Muslim Rohingyan refugees from Myanmar try to break out a Thai detention centre to celebrate Eid al-Fitr. Photo: EPA

August 16, 2013

Thailand has urged Myanmar to bring back home a number of Rohingya migrants who had illegally entered Thailand since the last several months.

Thai Foreign Minister Surapong Tovichakchaikul called on his Myanmar counterpart Wunna Maung Lwin Wednesday to take steps to repatriate an estimated 1,700 Rohingya refugees who had fled fighting inside Rakhine state.

The refugees sailed dilapidated boats in the Andaman Sea and disembarked in Thailand's southern coastal provinces since earlier this year.

The Thai government's latest move apparently followed the recent event in which 261 Rohingya migrants had escaped from the compound of the Thai Immigration Police's office in Pang-nga province where they had been detained, pending deportation back to Myanmar.

Surapong said he will also meet with representatives of the United Nations High Commissioner for Refugees to suggest that the international agency help take care of the Muslim Rohingyas inside Myanmar or find a third country for them to settle down.

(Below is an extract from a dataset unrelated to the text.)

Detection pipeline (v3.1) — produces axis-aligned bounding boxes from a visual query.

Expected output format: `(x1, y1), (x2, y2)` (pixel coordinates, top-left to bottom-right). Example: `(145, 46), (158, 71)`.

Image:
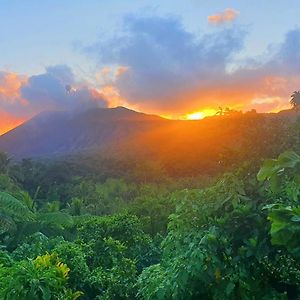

He added that the Thai Interior Ministry will work in place of the Immigration Police to provide temporary shelter for the Rohingyas.

Thailand has no policy to give permanent shelter or lodging to those migrants who may have fled sectarian violence in their native land. It allows them to stay in Thai territory purely on temporary and humanitarian basis, according to the Thai foreign minister.